A flag in search of me…
A flag can matter. Sometimes even sitting in the wrong place. On the face of a moon. Beside a pew in a sanctuary.
The flag is a symbol. It is in search of unity. Looking for those to whom it belongs, to those who belong to it. For the flag will possess people. And maybe it should. If it possesses them to gather together and sing and cry and wait and worry and seek to heal the wounds of the wounded. If it inspires them to look into each other’s faces.
Each summer at the Pisgah Christian Chapel, in Brown County, Ohio, friends and strangers gather to eat food and listen to tales of history. They assemble in the shaded lawn between the historic brick building and a cemetery. Someone brings homemade ice cream. Someone brings slaw. A lot of people bring meats and casseroles. Everyone brings their willingness to be together. There is a featured speaker from some historical society or local club who will talk about some aspect of the early days of this part of America.

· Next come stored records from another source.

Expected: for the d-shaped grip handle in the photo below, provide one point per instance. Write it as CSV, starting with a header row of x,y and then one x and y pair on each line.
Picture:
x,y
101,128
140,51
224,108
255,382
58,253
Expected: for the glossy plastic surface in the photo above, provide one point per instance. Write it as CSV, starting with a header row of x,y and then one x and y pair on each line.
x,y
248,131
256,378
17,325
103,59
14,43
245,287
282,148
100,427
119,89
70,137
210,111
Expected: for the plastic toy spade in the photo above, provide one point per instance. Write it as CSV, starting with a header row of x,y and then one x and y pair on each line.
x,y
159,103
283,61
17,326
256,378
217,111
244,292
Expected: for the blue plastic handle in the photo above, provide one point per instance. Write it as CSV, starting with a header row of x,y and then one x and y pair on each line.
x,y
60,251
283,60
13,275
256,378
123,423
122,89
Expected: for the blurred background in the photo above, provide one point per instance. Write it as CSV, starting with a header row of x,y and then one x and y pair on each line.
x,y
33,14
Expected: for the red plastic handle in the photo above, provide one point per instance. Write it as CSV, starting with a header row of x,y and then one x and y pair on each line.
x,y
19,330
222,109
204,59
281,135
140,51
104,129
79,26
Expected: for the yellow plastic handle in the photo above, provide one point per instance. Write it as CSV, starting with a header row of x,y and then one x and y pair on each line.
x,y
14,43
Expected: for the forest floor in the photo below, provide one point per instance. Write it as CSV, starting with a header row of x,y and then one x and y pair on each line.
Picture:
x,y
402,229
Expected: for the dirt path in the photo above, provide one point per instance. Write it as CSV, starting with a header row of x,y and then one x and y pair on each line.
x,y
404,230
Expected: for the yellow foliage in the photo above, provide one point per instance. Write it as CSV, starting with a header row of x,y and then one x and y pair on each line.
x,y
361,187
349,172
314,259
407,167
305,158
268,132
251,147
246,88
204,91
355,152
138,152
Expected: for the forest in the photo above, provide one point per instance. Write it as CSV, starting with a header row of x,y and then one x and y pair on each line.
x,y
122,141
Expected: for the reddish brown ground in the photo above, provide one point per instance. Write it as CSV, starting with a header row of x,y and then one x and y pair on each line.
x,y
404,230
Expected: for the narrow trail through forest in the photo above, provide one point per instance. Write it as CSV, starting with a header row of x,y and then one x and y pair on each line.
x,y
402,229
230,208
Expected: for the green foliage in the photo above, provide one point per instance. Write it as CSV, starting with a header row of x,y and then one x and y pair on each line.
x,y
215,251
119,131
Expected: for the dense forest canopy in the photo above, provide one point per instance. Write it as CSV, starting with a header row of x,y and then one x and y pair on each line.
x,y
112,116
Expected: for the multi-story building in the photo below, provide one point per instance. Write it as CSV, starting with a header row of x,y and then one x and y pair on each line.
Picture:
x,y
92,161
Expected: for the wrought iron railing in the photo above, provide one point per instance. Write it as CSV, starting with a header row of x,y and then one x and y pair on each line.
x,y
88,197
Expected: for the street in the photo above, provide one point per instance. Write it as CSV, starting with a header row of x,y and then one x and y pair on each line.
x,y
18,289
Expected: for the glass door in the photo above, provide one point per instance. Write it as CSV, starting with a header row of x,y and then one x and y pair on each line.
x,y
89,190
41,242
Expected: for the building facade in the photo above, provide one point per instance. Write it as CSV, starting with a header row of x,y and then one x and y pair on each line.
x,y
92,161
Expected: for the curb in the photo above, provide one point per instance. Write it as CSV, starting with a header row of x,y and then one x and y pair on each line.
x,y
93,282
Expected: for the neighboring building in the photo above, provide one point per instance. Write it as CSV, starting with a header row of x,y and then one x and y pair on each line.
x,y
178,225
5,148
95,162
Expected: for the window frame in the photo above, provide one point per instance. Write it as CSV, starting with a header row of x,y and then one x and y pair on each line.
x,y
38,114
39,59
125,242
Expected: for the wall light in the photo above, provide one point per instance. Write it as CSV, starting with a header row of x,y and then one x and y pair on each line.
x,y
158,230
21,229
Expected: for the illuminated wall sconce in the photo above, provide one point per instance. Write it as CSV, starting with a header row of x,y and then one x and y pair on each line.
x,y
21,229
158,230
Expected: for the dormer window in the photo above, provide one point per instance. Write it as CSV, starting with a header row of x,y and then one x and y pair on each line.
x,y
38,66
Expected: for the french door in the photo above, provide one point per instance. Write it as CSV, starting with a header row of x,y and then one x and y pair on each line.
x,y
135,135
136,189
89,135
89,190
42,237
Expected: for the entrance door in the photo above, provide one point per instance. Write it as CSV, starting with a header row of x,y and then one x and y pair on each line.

Inside the now retired and shuttered chapel is this flag. When I came into the chapel alone and saw it in the early evening light something shocked me. An unexpected feeling. I felt affection. This is the flag my friends wear on the right sleeve of their uniforms. This is the flag we sang to in my youth. This is the flag a father taught me how to fold and instructed me in its destruction in the case it would even but brush the ground. This flag is guarding us to make opinion.
Am I a fool to want to be with you even if we disagree? This flag is a symbol not of a politic and religion. It is in search of unity between you and me. It is of us and we are of it. No matter where we come from, how, or where we are going, we can be under it, assembled by it, safe in this agreement.